With inconsistent or inscrutable behavior currently anathema, it seems like current design paradigms naturally limit the kind of dynamism you can squeeze from an AI. As Polge says, “AI NPCs are still not as innovative as human players. Improving in this area, with the goal of really surprising players without frustrating them, is challenging, and less straightforward than the improvements we’ve made so far.”
In fact, rather than seeing future AI research feed into the genres of today, Young foresees that it will add an entirely new branch to the games that get made: “Games generally are better if the game designer can shape and direct the experience. Many of these research directions are therefore tangential to requirements of games for now. My view is that new types of AI will ultimately lead to new types of game rather than games using more and more of the research piecemeal.”

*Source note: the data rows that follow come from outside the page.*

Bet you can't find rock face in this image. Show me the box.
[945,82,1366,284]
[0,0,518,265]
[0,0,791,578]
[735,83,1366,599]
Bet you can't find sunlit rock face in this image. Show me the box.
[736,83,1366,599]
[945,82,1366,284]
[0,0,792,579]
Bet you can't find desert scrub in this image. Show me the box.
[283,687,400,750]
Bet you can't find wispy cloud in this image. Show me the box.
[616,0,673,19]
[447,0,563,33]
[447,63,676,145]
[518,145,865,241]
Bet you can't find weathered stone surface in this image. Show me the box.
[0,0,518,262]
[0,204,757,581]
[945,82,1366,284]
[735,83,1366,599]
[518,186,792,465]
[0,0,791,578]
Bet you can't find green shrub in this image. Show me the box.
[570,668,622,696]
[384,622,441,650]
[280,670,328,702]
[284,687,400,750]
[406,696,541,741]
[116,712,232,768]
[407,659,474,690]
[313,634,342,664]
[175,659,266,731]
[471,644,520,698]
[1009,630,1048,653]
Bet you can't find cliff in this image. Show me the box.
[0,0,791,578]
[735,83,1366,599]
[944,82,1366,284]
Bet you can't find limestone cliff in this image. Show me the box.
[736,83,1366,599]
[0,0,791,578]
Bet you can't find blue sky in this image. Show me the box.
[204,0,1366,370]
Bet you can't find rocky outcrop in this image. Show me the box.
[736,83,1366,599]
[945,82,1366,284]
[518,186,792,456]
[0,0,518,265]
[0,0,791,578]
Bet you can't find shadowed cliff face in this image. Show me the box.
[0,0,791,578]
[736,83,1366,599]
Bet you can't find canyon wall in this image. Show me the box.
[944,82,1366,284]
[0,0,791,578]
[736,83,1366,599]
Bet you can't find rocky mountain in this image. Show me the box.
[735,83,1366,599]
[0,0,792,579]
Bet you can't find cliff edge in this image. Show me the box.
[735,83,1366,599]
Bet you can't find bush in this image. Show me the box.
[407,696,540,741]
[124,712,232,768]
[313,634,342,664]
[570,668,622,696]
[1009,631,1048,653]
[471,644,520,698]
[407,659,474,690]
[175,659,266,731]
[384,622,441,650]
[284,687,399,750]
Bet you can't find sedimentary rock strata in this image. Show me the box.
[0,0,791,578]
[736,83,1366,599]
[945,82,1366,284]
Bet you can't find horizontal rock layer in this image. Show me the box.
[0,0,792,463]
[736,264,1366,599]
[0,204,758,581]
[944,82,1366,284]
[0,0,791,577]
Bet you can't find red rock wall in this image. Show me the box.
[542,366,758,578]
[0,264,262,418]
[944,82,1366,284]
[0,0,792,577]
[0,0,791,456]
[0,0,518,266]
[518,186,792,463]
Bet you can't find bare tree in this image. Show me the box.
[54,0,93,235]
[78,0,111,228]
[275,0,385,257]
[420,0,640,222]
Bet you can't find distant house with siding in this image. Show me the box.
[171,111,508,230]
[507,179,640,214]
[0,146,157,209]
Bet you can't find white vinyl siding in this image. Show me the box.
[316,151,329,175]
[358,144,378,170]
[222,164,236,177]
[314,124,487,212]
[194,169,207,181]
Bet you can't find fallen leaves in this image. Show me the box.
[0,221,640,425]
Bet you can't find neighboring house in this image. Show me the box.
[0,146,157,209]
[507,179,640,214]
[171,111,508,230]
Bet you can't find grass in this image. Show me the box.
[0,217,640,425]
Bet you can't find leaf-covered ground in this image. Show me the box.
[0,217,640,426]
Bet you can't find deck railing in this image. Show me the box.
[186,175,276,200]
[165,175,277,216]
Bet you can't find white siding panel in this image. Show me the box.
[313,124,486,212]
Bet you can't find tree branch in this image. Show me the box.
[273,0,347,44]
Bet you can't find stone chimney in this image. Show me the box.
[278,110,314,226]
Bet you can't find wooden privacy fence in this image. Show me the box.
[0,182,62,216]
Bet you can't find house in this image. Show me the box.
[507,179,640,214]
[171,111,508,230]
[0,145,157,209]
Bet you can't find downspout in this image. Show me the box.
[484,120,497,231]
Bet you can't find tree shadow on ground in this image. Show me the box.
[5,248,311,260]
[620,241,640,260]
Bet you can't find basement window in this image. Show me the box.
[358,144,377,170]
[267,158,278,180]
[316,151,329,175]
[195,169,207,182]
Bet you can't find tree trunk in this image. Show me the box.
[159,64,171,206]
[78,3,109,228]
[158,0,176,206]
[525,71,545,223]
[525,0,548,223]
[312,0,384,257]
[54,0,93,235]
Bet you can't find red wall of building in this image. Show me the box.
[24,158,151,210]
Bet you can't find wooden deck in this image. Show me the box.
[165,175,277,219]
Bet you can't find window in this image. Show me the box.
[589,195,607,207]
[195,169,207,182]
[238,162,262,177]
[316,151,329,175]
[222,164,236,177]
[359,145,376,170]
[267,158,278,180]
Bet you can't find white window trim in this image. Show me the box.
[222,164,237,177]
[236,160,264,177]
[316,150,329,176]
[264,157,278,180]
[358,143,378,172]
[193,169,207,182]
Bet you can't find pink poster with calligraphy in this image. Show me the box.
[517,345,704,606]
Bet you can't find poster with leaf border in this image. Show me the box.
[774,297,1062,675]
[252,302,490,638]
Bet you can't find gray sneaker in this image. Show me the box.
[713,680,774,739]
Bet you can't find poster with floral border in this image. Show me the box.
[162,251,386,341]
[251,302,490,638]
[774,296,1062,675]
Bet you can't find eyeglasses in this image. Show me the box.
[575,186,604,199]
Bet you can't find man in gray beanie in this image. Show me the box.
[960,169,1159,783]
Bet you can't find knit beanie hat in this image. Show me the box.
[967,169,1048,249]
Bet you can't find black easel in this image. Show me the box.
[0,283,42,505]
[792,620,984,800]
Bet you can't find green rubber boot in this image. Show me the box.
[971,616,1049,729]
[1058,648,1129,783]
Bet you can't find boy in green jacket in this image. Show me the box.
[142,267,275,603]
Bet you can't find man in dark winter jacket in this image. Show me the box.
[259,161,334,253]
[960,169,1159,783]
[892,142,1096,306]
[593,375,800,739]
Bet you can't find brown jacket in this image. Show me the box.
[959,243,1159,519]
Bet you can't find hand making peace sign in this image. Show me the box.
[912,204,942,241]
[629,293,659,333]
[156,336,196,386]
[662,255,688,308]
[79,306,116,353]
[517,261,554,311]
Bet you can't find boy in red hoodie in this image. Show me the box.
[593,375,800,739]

Polge throws out one suggestion of how emerging AI research might shape game design: “A game with a solid implementation of a robust speech recognition and synthesis system as an interface, and a compelling personality and motivation model for NPCs could have gameplay focused on determining the motivations of allies and opponents.”
Even then, credible stupidity will be key to emulating human interaction. The Turing Test, which demands that an AI must be indistinguishable from a human in conversation, isn’t simply a matter of increasing an AI’s knowledge. It will only be passed when an AI can intuit questions a human would answer, such as ‘What color is grass?’ and which they would not, such as ‘What is the square root of Pi?’ It seems like an AI’s stupidity might prove to be the cleverest thing about it.